AI-generated code contains more bugs and errors than human output
AI-generated code contains more bugs and errors than human output
Anyone blindly having AI write their code is an absolute moron.
Anyone with decent experience (5-10 years, maybe 10+?) can absolutely fucking skyrocket their output if they properly set up their environments and treat their agents as junior devs instead of competent programmers. You shouldn’t trust generated code any more than you trust someone fresh out of college, but they produce code in seconds instead of weeks.
I have tripled my output while producing more secure code (based on my security audits), safer code (based on code coverage), and less error-prone code (based on production logs and our unchanged QA process).
Now, the ethical issues and environmental issues, I 100% can get behind. And I have no idea what companies are going to do in 10 years when they have to replace people like me and haven’t been hiring or training replacements. But the productivity and quality debates are absolutely ridiculous, as long as a strong dev is behind the wheel and has been trained to use the tools.
Consider: [dev.to/…/the-ai-productivity-paradox-why-develope…](the facts)
People are very bad at judging their own productivity, and AI consistently makes devs feel like they are working faster, while in fact slowing them down.
I’ve experienced it myself - it feels fucking great to prompt a skeleton and have something brand new up and running in under an hour. The good chemicals come flooding in because I’m doing something new and interesting.
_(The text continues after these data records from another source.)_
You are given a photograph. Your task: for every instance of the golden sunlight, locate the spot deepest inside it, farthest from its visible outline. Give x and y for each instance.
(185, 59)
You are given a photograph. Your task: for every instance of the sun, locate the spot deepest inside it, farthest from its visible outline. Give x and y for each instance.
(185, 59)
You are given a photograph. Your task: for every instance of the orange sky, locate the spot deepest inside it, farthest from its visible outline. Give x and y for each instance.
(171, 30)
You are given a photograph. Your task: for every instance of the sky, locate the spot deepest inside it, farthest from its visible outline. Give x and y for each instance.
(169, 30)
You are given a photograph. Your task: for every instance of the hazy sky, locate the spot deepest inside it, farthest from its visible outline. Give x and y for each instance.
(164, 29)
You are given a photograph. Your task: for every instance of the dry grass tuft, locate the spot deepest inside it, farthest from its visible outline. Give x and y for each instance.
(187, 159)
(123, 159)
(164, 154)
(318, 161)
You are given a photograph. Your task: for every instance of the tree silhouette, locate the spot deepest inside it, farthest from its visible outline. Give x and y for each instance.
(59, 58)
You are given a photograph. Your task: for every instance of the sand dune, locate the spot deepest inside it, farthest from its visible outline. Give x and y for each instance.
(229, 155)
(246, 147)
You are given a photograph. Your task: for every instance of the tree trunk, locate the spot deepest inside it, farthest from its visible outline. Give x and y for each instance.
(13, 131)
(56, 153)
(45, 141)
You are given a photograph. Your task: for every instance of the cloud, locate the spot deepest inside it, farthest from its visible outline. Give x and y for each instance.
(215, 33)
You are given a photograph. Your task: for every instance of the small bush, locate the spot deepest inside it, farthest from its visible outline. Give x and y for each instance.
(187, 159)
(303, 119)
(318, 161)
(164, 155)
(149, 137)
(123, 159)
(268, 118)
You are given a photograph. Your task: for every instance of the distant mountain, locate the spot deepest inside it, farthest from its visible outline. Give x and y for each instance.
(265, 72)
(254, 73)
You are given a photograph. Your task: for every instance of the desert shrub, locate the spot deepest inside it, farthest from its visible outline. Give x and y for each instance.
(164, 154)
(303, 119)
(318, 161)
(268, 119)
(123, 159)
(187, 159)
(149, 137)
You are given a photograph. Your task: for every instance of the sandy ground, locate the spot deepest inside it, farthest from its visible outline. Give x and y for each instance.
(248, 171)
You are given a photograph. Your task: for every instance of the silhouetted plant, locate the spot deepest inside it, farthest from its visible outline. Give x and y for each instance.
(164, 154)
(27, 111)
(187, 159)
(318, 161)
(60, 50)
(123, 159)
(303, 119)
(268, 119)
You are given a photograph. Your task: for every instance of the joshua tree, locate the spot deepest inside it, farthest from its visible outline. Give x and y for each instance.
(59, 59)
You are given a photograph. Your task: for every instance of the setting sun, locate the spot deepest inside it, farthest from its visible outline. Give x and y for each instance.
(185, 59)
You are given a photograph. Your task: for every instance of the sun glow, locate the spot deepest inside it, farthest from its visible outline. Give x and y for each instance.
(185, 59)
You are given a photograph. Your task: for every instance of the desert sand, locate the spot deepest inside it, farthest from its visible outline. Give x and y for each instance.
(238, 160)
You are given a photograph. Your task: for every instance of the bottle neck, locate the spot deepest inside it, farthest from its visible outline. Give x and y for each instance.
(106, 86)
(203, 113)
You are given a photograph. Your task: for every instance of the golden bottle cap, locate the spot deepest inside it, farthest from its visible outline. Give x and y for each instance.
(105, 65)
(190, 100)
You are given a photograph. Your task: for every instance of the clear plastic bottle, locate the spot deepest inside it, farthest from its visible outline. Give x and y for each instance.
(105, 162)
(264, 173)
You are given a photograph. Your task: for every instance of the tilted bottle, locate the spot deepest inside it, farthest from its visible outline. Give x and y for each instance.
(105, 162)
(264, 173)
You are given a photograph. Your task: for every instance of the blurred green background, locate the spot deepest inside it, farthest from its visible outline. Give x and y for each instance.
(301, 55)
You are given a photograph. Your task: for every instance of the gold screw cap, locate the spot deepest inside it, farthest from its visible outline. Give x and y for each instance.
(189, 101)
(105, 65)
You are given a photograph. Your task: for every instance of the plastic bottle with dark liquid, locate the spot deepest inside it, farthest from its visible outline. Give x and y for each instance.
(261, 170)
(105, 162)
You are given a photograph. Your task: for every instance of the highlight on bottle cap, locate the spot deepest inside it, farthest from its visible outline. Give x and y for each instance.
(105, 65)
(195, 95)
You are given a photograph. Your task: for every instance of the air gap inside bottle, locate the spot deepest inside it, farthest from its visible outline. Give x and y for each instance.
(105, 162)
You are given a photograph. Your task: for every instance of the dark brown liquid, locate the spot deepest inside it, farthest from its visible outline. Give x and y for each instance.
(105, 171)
Then I need to take a scalpel to a hundred scattered lines to get CI to pass. Then I need to write tests that actually test functionality. Then I start extending things and realize the implementation is too rigid and I need to change the architecture.
It is as this point that I admit to myself that going in intentionally with a plan and building it myself the slow way would have saved all that pain and probably got the final product shipped sooner, even if the prototype was shipped later.
The end of your comment was
But the productivity and quality debates are absolutely ridiculous
Which is a general statement and not dealing with your specific circumstance. If a tool works for you, by all means keep using it.
However, broadly across software that is not the case. So the “productivity and quality debates” are not ridiculous … the data supports the sceptics.
Which is a general statement and not dealing with your specific circumstance. If a tool works for you, by all means keep using it.
Absolute nonsense. Have we banned hammers because some people keep hitting their hands with them? Have we banned ladders as one of the single most dangerous items in any household?
I don’t think we should be putting these tools in the hands of junior devs - as the studies show, it hinders their productivity and learning. But to generally claim that they are bad tools with no upsides is just as ridiculous as the strawman you set up.